Солокану взирал на эту сцену, как искушенный столичный зритель на игру актеров провинциального театра. Он несколько оживился, когда вернулся долговязый комиссар и подал ему протокол с показаниями Рабчева. Но, видимо, механик авиационного ангара ничего не прибавил к тому, что уже было известно, и Солокану со скучающим видом стал наблюдать за ходом допроса Томова. Был у него, как и у каждого следователя, свой метод и своя тактика поведения. К нему научились безукоризненно подлаживаться его помощники. Сам Солокану, как правило, не повышал голоса, тем более не пускал в ход кулаки. Даже пытаясь уличить допрашиваемого в ложных показаниях, в стремлении ввести его в заблуждение, он старался говорить спокойно, «по-отечески» пожурить, высказать сочувствие, дать «добрый» совет, подбодрить. Так и сейчас.
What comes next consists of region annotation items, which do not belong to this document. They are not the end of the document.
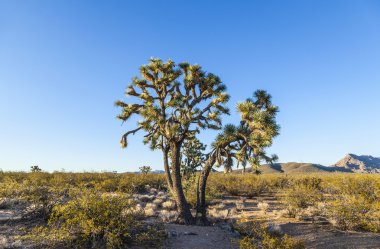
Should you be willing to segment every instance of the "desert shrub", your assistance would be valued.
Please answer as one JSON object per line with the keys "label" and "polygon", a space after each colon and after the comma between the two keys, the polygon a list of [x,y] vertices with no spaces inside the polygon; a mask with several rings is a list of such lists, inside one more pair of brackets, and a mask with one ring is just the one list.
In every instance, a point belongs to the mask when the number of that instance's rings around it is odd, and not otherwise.
{"label": "desert shrub", "polygon": [[303,241],[271,231],[267,225],[259,222],[244,222],[237,226],[237,230],[243,235],[243,239],[239,243],[242,249],[305,248]]}
{"label": "desert shrub", "polygon": [[[197,204],[197,184],[196,181],[197,176],[192,175],[188,177],[186,180],[184,180],[183,186],[184,186],[184,192],[186,196],[186,200],[188,203],[195,208]],[[217,186],[214,184],[209,184],[209,182],[206,185],[206,203],[209,204],[210,201],[221,198],[222,193],[218,189]]]}
{"label": "desert shrub", "polygon": [[123,174],[120,176],[119,191],[144,193],[149,185],[155,189],[166,189],[164,175],[160,174]]}
{"label": "desert shrub", "polygon": [[295,216],[300,209],[316,205],[322,201],[323,194],[318,189],[309,185],[295,185],[287,189],[283,196],[283,202],[287,205],[289,215]]}
{"label": "desert shrub", "polygon": [[248,197],[259,196],[268,190],[268,183],[264,177],[253,174],[211,174],[208,183],[215,192],[229,195],[243,195]]}
{"label": "desert shrub", "polygon": [[158,225],[145,225],[141,212],[126,195],[102,195],[76,190],[70,200],[52,209],[48,224],[34,228],[27,238],[46,246],[121,248],[157,243],[163,238]]}
{"label": "desert shrub", "polygon": [[326,204],[326,214],[342,230],[380,231],[380,202],[365,196],[337,196]]}

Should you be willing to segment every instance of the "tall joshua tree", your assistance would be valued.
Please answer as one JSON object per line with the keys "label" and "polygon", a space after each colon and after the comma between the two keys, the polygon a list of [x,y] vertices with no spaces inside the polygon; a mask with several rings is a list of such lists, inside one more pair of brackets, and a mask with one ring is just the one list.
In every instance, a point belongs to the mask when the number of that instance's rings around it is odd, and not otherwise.
{"label": "tall joshua tree", "polygon": [[222,128],[221,115],[229,114],[225,106],[229,100],[226,87],[216,75],[189,63],[177,66],[170,60],[151,59],[148,65],[140,67],[140,73],[141,78],[133,78],[126,90],[126,95],[135,100],[131,103],[116,101],[122,108],[118,118],[123,122],[133,115],[141,118],[137,127],[122,136],[121,145],[127,147],[128,136],[143,131],[144,143],[162,151],[168,188],[176,200],[180,220],[185,224],[207,224],[206,182],[215,164],[228,168],[235,160],[254,166],[261,160],[275,159],[275,156],[266,156],[265,148],[278,134],[277,107],[271,104],[271,97],[265,91],[257,91],[254,99],[238,104],[240,125],[227,125],[203,162],[198,178],[195,219],[181,182],[182,147],[185,142],[196,141],[200,129]]}
{"label": "tall joshua tree", "polygon": [[[220,116],[229,113],[226,87],[219,77],[206,73],[199,65],[168,60],[150,59],[140,67],[141,78],[133,78],[126,90],[135,97],[130,104],[117,101],[122,108],[118,118],[123,122],[132,115],[140,116],[137,127],[121,139],[127,146],[127,137],[144,131],[144,142],[163,153],[166,180],[177,202],[179,217],[186,224],[194,223],[181,182],[181,149],[185,140],[194,137],[200,129],[220,129]],[[170,155],[170,158],[169,158]]]}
— Перестаньте, господин подкомиссар! — с ноткой отвращения произнес Солокану. — Вы совсем уже не отдаете себе отчета в том, что делаете. Наступили парню на горло и требуете, чтобы он говорил…

— Сколько же можно, господин инспектор, терпеть! Ведь врет он нахально, — будто извиняясь, ответил подкомиссар, отлично понимавший игру своего шефа. И, словно нехотя, он отошел к окну, закурил.

Солокану дирижировал. Низенького сменил долговязый комиссар. Этот с самого начала разыгрывал из себя доброжелателя. Вместе с полицейским, стоявшим все это время как загипнотизированный, помог арестованному подняться и сесть на табурет, поднес даже стакан воды и предложил закурить.

— Послушай, Томоф! — миролюбивым тоном заговорил комиссар. — Стоит ли из-за каких-то глупых смутьянов переносить такие муки? Ты же парень грамотный, учился в лицее, в авиацию его величества хотел поступить, а ведешь себя — скажем прямо — необдуманно. Мы же хотим всего-навсего помочь тебе выпутаться из этой грязной истории. Больше того, вознаградим тебя и даже на службу к себе примем. Человеком станешь! Карьеру сделаешь! — увещевал комиссар, поглядывая на Солокану, чтобы узнать, одобряет ли он такой ход.

Томов понимал, что здесь его не оставят в покое. И он решил ускорить развязку.

— Обещать-то обещаете, а кто знает, заплатите ли? — ворчливо пробормотал он.

— Вот это другой разговор! — воскликнул комиссар. — Можешь не сомневаться, Томоф. Мы всегда верны своему слову… Так вот, слушай: скажи, где находится типография, и сразу получай тысчонку. Идет?

— Тысячу лей? — изумленно переспросил Илья. — И это вы мне дадите?

— Да, тысячу… А что?

— Так я за такую сумму на весь мир скажу, что типография коммунистов находится в королевском дворце!..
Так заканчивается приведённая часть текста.